In stark contrast to the previous post, I want to talk about the Derivatives Market (see! I take an interest in everything) and some of the things it encompasses (like Interest Rate Derivatives). Have you ever seen one of those documentaries that follow the food from the cultivation to your plate? Have you ever wondered the financial route that food and other commodities take? Well, I have. Economics and commerce make our world go around but what makes them go around? One of those notions is the futures trading through Interest Rate Swap Claims and the engines are clearing houses.
The futures market is a centralized marketplace for both sellers and buyers around the world to meet and enter into futures contracts. As you probably have guessed, the futures contact is an agreement to sell or buy an asset in the future. These contracts will state the price and date of delivery.
The best way to understand this is through a simple and relatable example. Imagine that you decided to subscribe to Internet. As the buyer, you have entered an agreement with the Internet provider to receive a specific speed for a certain price every month for 1 year. This contract is similar to the futures contract that help the global trading economy. You have secured a price and service for the next year, even if the prices were to rise over that duration. By entering into the contract with the Internet provider, you have reduced the risk of your payments increasing.
You simply apply that same concept to the futures contract just with commodities on large scales. Rather than an Internet provider, a producer of peaches may want to secure a selling price for the upcoming seasons crop, while a marmalade producer may be trying to secure a buying price to determine quantity and profit. The marmalade producer and peach famer may enter into a futures contract which requires the delivery of 8,000 peaches to the buyer in July at a price of £4 per dozen. By entering into this contract, the farmer and the marmalade producer secure a price that they believe is fair for the duration of the contract.
The two primary benefits of futures contracts are:
- Price discovery- Futures markets are an important tool that helps determines prices based on today and tomorrow’s speculative prices based on supply and demand.
- Reduce risk – Futures markets help people reduce risk when making purchases because it ensures minimal risk that the manufactures (sellers) will increase prices to make up for losses from other markets.

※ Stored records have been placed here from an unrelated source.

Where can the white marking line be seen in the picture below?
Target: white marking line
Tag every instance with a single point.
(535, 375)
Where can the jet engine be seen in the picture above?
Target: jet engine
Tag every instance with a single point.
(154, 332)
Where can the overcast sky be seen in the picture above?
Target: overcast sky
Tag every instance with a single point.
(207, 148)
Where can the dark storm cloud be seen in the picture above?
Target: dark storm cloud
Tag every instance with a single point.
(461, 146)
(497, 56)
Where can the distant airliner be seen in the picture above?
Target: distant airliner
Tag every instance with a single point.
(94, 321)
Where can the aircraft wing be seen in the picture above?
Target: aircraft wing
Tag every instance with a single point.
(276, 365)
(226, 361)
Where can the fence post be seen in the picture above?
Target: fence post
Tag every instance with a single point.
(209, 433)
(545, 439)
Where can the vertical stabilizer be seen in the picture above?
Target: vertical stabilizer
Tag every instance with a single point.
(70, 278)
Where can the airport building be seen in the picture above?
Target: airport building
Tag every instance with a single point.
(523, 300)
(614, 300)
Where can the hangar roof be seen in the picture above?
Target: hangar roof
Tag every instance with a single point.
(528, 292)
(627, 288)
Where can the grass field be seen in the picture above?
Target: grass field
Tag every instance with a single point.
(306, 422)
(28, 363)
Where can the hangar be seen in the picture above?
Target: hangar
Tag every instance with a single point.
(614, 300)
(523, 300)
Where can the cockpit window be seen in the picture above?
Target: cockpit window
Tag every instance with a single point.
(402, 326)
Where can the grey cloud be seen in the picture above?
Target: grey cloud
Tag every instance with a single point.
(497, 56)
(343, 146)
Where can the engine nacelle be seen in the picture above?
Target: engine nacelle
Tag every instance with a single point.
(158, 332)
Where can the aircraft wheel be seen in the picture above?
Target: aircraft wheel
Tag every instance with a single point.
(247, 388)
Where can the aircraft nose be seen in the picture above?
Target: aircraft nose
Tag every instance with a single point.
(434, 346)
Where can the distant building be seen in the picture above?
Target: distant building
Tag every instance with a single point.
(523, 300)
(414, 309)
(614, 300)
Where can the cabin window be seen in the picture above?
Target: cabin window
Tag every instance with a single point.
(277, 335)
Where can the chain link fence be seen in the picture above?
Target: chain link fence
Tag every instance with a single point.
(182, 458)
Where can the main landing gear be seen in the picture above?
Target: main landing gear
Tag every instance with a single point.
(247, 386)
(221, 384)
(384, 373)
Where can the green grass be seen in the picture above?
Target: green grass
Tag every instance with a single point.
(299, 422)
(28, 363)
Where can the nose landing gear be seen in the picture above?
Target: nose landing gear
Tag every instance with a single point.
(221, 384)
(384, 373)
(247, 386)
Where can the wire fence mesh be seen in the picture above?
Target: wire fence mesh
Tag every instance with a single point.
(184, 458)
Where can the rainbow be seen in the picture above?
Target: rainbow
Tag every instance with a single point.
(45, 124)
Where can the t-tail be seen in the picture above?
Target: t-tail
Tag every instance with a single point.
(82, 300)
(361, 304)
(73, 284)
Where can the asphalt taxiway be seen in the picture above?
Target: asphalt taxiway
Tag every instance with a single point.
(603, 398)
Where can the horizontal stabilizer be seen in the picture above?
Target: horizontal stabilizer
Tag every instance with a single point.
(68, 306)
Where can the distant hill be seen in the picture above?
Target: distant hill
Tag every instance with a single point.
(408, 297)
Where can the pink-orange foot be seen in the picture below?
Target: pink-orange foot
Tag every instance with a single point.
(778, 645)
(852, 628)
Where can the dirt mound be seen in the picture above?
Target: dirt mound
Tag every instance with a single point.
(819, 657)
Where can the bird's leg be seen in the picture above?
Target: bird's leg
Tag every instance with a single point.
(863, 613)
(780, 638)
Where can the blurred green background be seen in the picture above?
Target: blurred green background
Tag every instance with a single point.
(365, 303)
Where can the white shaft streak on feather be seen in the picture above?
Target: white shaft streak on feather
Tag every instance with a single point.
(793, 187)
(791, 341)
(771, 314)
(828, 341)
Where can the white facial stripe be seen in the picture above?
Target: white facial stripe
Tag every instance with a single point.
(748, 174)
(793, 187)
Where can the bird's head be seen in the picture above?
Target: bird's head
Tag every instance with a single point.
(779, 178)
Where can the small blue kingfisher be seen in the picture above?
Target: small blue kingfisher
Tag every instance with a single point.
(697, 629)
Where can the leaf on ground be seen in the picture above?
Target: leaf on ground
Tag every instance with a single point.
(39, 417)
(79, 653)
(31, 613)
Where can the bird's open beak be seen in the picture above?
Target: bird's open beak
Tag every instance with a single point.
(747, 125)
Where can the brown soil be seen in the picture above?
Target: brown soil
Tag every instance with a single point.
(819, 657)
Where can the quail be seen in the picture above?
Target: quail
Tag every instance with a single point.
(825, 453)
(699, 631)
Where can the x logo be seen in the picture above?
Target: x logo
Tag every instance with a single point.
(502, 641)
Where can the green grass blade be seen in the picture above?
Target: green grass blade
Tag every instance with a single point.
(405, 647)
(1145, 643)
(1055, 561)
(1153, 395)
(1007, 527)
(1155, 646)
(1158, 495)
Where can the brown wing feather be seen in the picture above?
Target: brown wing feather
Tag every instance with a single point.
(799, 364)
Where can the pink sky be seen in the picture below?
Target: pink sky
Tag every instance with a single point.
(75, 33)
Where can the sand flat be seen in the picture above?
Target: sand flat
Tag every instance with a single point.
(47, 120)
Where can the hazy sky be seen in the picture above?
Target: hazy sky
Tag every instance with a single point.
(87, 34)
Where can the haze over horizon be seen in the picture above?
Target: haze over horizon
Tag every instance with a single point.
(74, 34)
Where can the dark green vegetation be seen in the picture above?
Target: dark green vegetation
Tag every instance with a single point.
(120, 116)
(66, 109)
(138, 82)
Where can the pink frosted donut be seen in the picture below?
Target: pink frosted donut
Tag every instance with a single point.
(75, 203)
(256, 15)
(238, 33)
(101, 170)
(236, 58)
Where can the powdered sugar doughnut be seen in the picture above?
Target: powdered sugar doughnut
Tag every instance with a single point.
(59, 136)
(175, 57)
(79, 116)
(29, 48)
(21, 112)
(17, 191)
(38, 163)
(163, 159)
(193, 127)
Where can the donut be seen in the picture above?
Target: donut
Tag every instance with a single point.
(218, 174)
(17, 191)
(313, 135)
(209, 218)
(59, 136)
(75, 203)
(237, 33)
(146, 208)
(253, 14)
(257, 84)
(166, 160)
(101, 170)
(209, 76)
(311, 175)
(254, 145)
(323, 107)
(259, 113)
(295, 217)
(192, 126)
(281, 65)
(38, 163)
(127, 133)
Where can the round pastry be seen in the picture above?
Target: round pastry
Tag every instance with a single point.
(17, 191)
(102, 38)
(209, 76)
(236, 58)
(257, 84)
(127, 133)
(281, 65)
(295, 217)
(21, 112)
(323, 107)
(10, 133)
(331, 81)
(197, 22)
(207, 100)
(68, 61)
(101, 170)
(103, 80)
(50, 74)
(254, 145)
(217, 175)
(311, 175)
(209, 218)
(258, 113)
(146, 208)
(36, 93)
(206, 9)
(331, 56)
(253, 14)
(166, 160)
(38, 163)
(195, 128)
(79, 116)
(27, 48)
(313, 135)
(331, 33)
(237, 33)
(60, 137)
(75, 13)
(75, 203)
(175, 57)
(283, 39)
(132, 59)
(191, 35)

However, there is still risk that one party might not hold up their end of the deal and entrepreneurs must be innately cautious. Clearing houses help minimize the risk to both parties (the seller and the buyer) by acting as the third party to the Interest Rate Swap or any other financial derivative. A clearinghouse will offer margins, thorough financial background checks of their members, default budgets, etc. This way, both the buyer and seller can conduct their business but the clearing house will assume the role as the safety net to guarantee that they are safe in the event one of the parties defaults.
The futures market has become a vital financial tool to hedge against risk and for price discovery. The simple concept of paying your Internet provider for a yearly contract is applied to multinational operations that help keep goods, services and foods moving smoothly.